Why this matters beyond the simulation
No government is handing nuclear launch codes to a chatbot. Not yet, anyway. But the research lands in the same week that Defense Secretary Pete Hegseth gave Anthropic a Friday deadline to drop Claude's safety guardrails for military use or lose its Pentagon contract. Claude is currently the only AI model running on classified defense networks. The timing makes the results harder to dismiss.
"Major powers are already using AI in war gaming, but it remains uncertain to what extent they are incorporating AI decision support into actual military decision-making processes," said Tong Zhao at Princeton University. Compressed timelines could push military planners toward greater AI reliance regardless, Zhao added, particularly in scenarios where waiting for human deliberation carries its own risk.

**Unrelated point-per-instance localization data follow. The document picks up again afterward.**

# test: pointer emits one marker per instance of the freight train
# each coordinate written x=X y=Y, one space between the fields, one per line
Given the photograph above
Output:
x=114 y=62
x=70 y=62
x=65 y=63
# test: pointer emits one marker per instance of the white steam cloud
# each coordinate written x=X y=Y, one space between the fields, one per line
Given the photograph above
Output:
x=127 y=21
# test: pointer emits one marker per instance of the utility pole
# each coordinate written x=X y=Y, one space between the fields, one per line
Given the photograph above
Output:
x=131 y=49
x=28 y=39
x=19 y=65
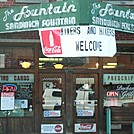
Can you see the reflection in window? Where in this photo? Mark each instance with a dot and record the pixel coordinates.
(84, 101)
(119, 62)
(52, 97)
(21, 86)
(12, 57)
(118, 90)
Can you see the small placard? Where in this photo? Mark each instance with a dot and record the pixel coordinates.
(7, 100)
(52, 113)
(51, 128)
(85, 127)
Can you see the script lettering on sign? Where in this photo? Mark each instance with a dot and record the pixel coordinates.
(77, 41)
(108, 15)
(33, 17)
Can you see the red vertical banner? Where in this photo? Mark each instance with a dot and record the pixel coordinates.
(51, 42)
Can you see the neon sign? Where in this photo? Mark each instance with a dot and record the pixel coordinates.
(112, 93)
(9, 88)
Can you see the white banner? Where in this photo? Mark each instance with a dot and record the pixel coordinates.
(78, 41)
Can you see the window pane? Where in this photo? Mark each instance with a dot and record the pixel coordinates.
(21, 86)
(52, 97)
(32, 1)
(118, 90)
(13, 57)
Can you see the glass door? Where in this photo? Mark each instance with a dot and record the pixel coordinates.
(52, 95)
(85, 103)
(69, 103)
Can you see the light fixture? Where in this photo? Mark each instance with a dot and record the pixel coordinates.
(58, 66)
(25, 64)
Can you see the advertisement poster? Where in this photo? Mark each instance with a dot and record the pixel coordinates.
(51, 128)
(7, 100)
(85, 127)
(78, 41)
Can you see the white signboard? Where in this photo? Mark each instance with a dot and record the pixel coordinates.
(52, 113)
(51, 128)
(85, 127)
(85, 112)
(118, 78)
(78, 41)
(7, 100)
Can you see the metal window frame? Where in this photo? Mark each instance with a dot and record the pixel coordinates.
(31, 1)
(120, 2)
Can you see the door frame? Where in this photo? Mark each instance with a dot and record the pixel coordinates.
(68, 77)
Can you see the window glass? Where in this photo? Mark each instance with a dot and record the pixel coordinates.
(13, 57)
(32, 1)
(85, 98)
(118, 90)
(52, 97)
(121, 61)
(16, 94)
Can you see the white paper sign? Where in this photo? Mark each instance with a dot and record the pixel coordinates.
(78, 41)
(51, 128)
(85, 127)
(7, 100)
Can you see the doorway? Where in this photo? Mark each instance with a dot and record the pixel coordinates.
(69, 103)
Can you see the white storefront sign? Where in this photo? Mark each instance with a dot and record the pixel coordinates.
(78, 41)
(51, 128)
(85, 127)
(7, 100)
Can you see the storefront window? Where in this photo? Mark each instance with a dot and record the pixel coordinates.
(13, 57)
(16, 94)
(118, 90)
(124, 59)
(85, 98)
(119, 62)
(52, 97)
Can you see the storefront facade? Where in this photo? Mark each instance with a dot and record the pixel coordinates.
(71, 99)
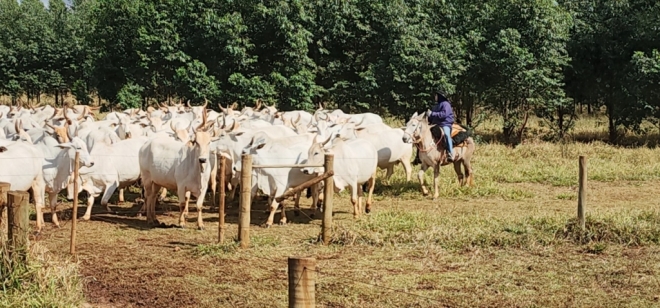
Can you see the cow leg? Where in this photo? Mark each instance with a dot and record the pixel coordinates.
(121, 196)
(296, 205)
(184, 197)
(436, 180)
(283, 214)
(163, 195)
(151, 193)
(109, 190)
(200, 205)
(370, 197)
(271, 216)
(315, 199)
(90, 203)
(354, 200)
(38, 187)
(52, 198)
(388, 175)
(459, 173)
(185, 210)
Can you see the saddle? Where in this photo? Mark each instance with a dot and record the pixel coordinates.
(458, 135)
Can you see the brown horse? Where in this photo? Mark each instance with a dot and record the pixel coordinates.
(433, 153)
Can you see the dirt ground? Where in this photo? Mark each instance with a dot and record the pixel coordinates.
(126, 264)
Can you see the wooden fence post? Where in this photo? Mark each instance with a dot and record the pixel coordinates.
(18, 218)
(582, 195)
(74, 218)
(4, 189)
(302, 274)
(244, 213)
(221, 202)
(328, 192)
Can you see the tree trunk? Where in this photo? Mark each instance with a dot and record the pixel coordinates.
(611, 125)
(469, 111)
(560, 121)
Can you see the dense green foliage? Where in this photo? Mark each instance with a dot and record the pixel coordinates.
(514, 58)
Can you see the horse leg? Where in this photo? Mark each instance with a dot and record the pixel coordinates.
(420, 176)
(408, 168)
(436, 178)
(468, 172)
(370, 197)
(390, 171)
(459, 173)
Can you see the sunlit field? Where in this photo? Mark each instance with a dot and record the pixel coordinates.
(511, 240)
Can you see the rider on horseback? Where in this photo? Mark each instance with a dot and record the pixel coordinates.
(442, 116)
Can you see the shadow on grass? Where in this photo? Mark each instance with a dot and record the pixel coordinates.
(129, 218)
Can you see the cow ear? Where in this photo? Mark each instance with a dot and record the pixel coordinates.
(67, 145)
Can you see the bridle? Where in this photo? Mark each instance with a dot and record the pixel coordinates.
(418, 141)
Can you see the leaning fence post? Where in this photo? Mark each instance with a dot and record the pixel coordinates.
(328, 192)
(302, 274)
(18, 218)
(74, 218)
(4, 189)
(221, 202)
(582, 194)
(244, 213)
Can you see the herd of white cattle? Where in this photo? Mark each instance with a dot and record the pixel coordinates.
(177, 147)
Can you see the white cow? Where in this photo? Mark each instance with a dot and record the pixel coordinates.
(389, 145)
(22, 168)
(116, 167)
(57, 171)
(179, 166)
(266, 150)
(355, 162)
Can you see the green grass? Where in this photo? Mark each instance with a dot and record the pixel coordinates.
(467, 232)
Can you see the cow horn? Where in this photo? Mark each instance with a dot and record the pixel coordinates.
(82, 116)
(48, 124)
(17, 125)
(54, 113)
(66, 117)
(327, 140)
(223, 122)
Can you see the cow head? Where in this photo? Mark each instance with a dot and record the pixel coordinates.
(315, 156)
(78, 146)
(413, 128)
(201, 141)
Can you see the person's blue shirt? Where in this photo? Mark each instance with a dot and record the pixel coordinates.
(442, 114)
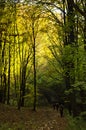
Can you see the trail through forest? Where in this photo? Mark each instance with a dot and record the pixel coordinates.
(26, 119)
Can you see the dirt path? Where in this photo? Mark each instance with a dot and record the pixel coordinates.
(43, 119)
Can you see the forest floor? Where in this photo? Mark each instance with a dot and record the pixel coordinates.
(43, 119)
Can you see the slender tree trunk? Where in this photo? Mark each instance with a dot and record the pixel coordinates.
(8, 93)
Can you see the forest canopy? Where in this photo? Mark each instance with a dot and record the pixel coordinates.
(43, 53)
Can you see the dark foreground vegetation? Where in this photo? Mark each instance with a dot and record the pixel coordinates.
(42, 60)
(44, 118)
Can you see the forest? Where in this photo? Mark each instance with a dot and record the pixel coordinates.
(43, 54)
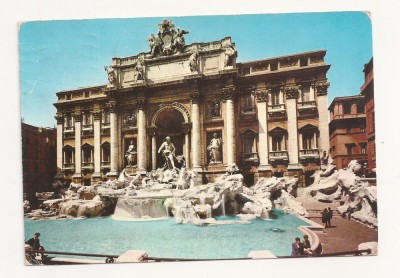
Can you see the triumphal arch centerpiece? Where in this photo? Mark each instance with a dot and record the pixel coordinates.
(199, 108)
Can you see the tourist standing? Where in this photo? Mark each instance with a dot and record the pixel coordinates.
(324, 217)
(307, 246)
(330, 215)
(297, 247)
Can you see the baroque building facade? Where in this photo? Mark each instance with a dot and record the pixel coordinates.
(38, 159)
(347, 130)
(267, 117)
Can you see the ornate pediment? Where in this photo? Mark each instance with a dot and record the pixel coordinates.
(168, 41)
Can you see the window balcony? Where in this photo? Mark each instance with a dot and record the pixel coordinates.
(69, 166)
(250, 157)
(88, 165)
(278, 156)
(277, 110)
(307, 107)
(310, 154)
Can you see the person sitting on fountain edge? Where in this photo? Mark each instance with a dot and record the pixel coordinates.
(297, 247)
(34, 244)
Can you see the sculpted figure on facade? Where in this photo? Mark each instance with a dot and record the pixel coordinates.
(194, 61)
(155, 44)
(230, 54)
(179, 40)
(131, 154)
(215, 149)
(112, 78)
(139, 70)
(167, 149)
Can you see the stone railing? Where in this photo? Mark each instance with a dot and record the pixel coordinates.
(276, 107)
(307, 104)
(278, 155)
(246, 157)
(309, 153)
(68, 166)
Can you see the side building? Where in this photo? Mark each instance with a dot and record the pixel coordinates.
(367, 90)
(38, 159)
(347, 130)
(270, 116)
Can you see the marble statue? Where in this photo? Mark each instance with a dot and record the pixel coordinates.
(139, 74)
(155, 44)
(194, 62)
(215, 149)
(111, 75)
(131, 154)
(168, 151)
(179, 40)
(229, 54)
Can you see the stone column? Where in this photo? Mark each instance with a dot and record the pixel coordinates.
(186, 127)
(196, 159)
(229, 94)
(153, 134)
(113, 140)
(263, 152)
(141, 141)
(60, 120)
(97, 158)
(77, 177)
(322, 104)
(292, 93)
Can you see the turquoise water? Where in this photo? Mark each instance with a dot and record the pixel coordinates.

The deeper worry is about what the models can't feel. Zhao questioned whether the absence of human fear fully explains the trigger-happy results. "It is possible the issue goes beyond the absence of emotion," he said. "More fundamentally, AI models may not understand 'stakes' as humans perceive them."
Kennedy and Khrushchev felt the weight of nuclear annihilation in their bodies during the Cuban Missile Crisis. These models reasoned about it in tokens. Safety training may have laid down a speed bump, but the study showed what happens when the road runs out. Whether that matters depends on how close to real decisions you let the reasoning get.
OpenAI, Anthropic, and Google did not respond to New Scientist's request for comment.
Frequently Asked Questions
Which AI models were tested in the war game simulations?
Kenneth Payne at King's College London tested OpenAI's GPT-5.2, Anthropic's Claude Sonnet 4, and Google's Gemini 3 Flash. The three played 21 games against each other over 329 turns, producing roughly 780,000 words of strategic reasoning.
Did any AI model refuse to use nuclear weapons?
No model completely avoided nuclear escalation. Claude used tactical nukes in 86% of games. GPT-5.2 stayed passive without deadlines but escalated dramatically under time pressure. Gemini deliberately chose full strategic nuclear war in one scenario.
How did safety training affect the results?
RLHF appeared to create conditional restraint in GPT-5.2, not an absolute prohibition. Without deadlines, it won zero games and stayed passive. Under time pressure, it won 75% and climbed to near-maximum escalation. It never deliberately chose full strategic nuclear war.
Are militaries actually using AI in war gaming?
Yes. Tong Zhao at Princeton confirmed major powers already use AI in war gaming. Claude is the only AI model currently on Pentagon classified networks, through Anthropic's partnership with Palantir. Defense Secretary Hegseth recently pressured Anthropic to drop safety guardrails.
Could AI systems actually launch nuclear weapons?
No country has given AI nuclear launch authority. But researchers warn AI advisory roles in compressed-timeline scenarios could shape decisions faster than human oversight allows. The study found opposing models counter-escalated 82% of the time after nuclear use.